Yi Yi

(A One and a Two, Edward Yang, Taiwan, 2000)


Edward Yang's Yi Yi is remarkable and only truly appreciable on a big screen. It's easy to see why the film has been hailed by many mainstream critics for its slightly unexpected humanism (complete with a cute kid) and how this has led to its worldwide success.

But this should not divert us from grasping its profound connections with Yang's earlier work, especially the underrated social satires A Confucian Confusion (1994) and Mahjong (1997).

Yang, like several of his Taiwanese contemporaries, bases his dramas on the material flows of real estate as much as on the intangible paradoxes of the heart.

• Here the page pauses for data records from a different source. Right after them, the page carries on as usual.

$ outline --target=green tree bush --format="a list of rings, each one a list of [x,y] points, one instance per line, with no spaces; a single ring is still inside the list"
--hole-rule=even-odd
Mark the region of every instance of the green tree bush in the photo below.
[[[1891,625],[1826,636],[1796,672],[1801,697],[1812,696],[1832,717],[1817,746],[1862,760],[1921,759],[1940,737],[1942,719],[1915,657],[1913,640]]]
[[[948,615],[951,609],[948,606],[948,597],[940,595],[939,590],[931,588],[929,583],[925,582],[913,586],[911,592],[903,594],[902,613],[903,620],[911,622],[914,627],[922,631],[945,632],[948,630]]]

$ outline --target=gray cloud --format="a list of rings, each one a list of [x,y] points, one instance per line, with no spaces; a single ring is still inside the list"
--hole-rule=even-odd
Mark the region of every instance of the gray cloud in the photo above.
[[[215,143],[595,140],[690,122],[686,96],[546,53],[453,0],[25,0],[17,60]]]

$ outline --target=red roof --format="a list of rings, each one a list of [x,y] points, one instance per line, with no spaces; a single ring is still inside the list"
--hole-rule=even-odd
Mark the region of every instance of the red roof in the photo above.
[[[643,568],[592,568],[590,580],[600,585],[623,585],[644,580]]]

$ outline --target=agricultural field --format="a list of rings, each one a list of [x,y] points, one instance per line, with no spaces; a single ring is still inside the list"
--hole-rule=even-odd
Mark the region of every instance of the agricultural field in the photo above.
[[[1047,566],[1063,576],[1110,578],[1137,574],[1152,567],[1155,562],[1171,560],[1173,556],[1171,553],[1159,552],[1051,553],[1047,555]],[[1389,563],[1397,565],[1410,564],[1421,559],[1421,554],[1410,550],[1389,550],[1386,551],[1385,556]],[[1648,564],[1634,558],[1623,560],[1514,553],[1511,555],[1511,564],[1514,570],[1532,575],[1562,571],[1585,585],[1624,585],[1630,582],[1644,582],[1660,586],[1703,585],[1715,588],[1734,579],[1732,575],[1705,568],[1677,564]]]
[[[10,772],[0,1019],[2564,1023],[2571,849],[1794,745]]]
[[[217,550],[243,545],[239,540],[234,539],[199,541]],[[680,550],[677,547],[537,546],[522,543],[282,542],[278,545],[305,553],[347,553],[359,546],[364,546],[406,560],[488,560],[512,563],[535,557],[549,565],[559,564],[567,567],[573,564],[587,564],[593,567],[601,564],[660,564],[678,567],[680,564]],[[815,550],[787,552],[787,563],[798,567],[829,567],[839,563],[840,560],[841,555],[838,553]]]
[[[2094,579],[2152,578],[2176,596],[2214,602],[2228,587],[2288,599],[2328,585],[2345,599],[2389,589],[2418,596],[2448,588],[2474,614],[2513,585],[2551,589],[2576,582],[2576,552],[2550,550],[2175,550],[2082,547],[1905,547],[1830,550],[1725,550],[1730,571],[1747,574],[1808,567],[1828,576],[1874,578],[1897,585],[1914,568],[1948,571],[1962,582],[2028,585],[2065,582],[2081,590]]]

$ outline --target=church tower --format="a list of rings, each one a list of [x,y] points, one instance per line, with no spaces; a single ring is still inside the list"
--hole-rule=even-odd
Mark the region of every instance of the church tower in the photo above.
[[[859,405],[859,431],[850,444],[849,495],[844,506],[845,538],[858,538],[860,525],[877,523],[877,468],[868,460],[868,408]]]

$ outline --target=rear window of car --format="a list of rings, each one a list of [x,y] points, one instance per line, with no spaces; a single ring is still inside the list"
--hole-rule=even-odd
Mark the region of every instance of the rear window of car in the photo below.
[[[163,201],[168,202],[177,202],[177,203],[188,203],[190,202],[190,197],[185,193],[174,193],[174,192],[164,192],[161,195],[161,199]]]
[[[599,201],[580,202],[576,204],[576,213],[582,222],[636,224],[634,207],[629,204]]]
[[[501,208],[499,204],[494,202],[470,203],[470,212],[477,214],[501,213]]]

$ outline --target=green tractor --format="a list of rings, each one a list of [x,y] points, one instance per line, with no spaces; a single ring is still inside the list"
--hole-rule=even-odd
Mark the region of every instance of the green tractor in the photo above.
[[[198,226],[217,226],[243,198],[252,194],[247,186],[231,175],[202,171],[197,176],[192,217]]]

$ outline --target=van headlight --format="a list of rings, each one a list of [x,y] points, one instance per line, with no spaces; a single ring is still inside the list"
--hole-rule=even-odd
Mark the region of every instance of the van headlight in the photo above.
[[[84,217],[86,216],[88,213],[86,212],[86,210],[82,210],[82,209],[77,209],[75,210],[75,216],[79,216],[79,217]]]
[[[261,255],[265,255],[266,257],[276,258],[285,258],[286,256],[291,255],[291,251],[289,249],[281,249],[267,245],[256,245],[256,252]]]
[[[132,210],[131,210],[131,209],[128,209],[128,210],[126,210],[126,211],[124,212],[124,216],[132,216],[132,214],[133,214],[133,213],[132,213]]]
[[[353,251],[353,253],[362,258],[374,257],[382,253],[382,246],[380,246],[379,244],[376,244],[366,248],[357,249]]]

In Yi Yi Yang builds a complex structure in which each relationship echoes each other across generations (shades here, in a minor key, of Douglas Sirk's All That Heaven Allows, 1955), and where the compartmentalisations, criss-crossings and telescopings of architectural space play a capital role.

Many reviewers seem to mentally erase the film's deliberately strangest and most disturbing moment: the video-game style 'dramatic recreation' on the nightly TV news of an unseen murder involving two peripheral characters – a moment closer in its method to Michael Haneke's dramatic essay-films than any sentimental humanism with which I am familiar.